Только свита императора ехала верхом, поскольку лошади были подкованы для передвижения по льду, и это сделали без доклада Наполеону. Он отказывался признавать, что такие меры предосторожности будут оправданны. Им нечего бояться зимы, они будут в безопасности в Москве, а враг будет просить мира. Сейчас во время отступления его армия погибала. Они возвращались через Бородино еще до того, как выпал снег и покрыл все. Один лишь взгляд на поле битвы с незахороненными трупами вызывал в войсках ужас, и от этого улетучились остатки боевого духа армии. Запах был столь ужасен, что закаленные ветераны падали в обморок, людей рвало. Сотни дезертировали той ночью, обезумев от увиденного.

Тем не менее борьба продолжалась, хотя для Де Шавеля и других раненых, которые шли в арьергарде, она была не более чем звуком артиллерийского огня на расстоянии, пока внезапно русские не атаковали их сзади под Вязьмой. Де Шавель тогда уже шел, его место в фургоне занял несколькими неделями раньше тяжелораненый солдат. Он шел, прихрамывая, теряя силы в длинной растянувшейся колонне, которая каждый день оставляла после себя трупы людей, подобных облетевшим листьям. Полковник нес оружие, так же, как и другие его товарищи. Люди на костылях, такие же, как и он, с одной рукой, такие, как наполовину слепой Бюфо, все несли ружье, пистолет или саблю и не расставались с ними даже во сне. По ночам налетали казаки, стреляя и крича, но хуже всего были партизаны, приближения которых никто никогда не слышал. Результатом их ночных действий были найденные утром трупы с перерезанным горлом. Командовал арьергардом маршал Даву, и, несмотря на то, что он был бесстрашным солдатом, в Вязьме ему пришлось просить помощи, потому что его измотанные, подавленные войска не могли противостоять бешеным атакам русских.

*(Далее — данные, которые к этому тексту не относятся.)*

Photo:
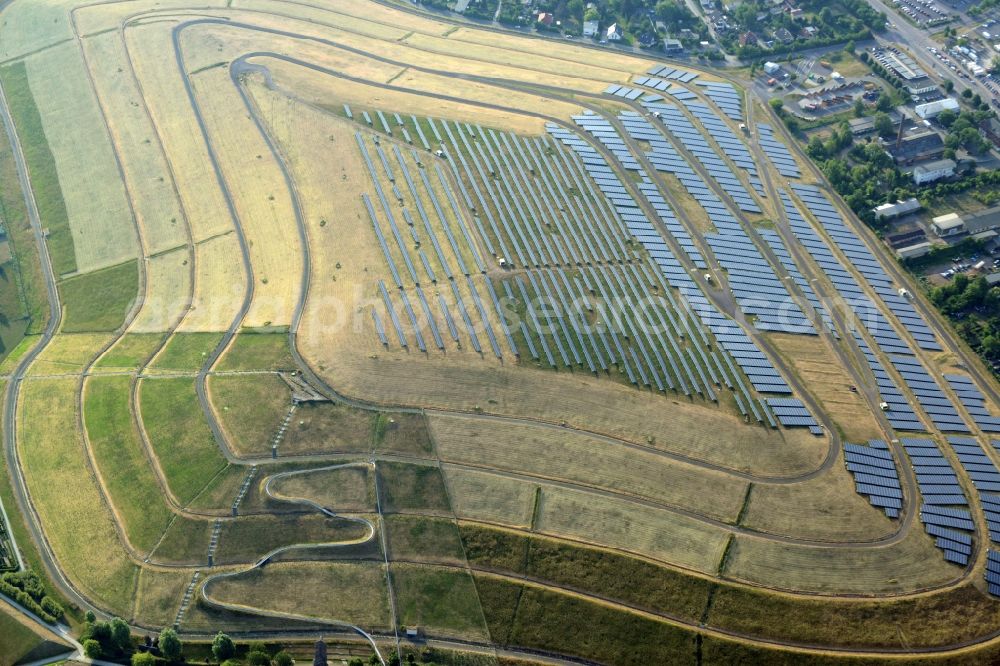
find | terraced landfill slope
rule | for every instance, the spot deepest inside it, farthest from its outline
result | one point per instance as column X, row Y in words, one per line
column 361, row 320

Пасынок императора, Евгений Бюфано, повернул назад с двумя дивизиями и позже докладывал, что видел раненых солдат, которые сражались вместе с войсками маршала.

Бюфо был ранен; он держался поближе к Де Шавелю, к которому был фанатично привязан. Они находились в маленьком лесу у левого фланга русских войск, которые старались окружить силы Даву. Из трехсот пятидесяти человек более сотни были тяжелораненые, остальные были ранены легко; на протяжении часа они выдерживали постоянный огонь, дважды были атакованы, но им удалось отбросить врага назад.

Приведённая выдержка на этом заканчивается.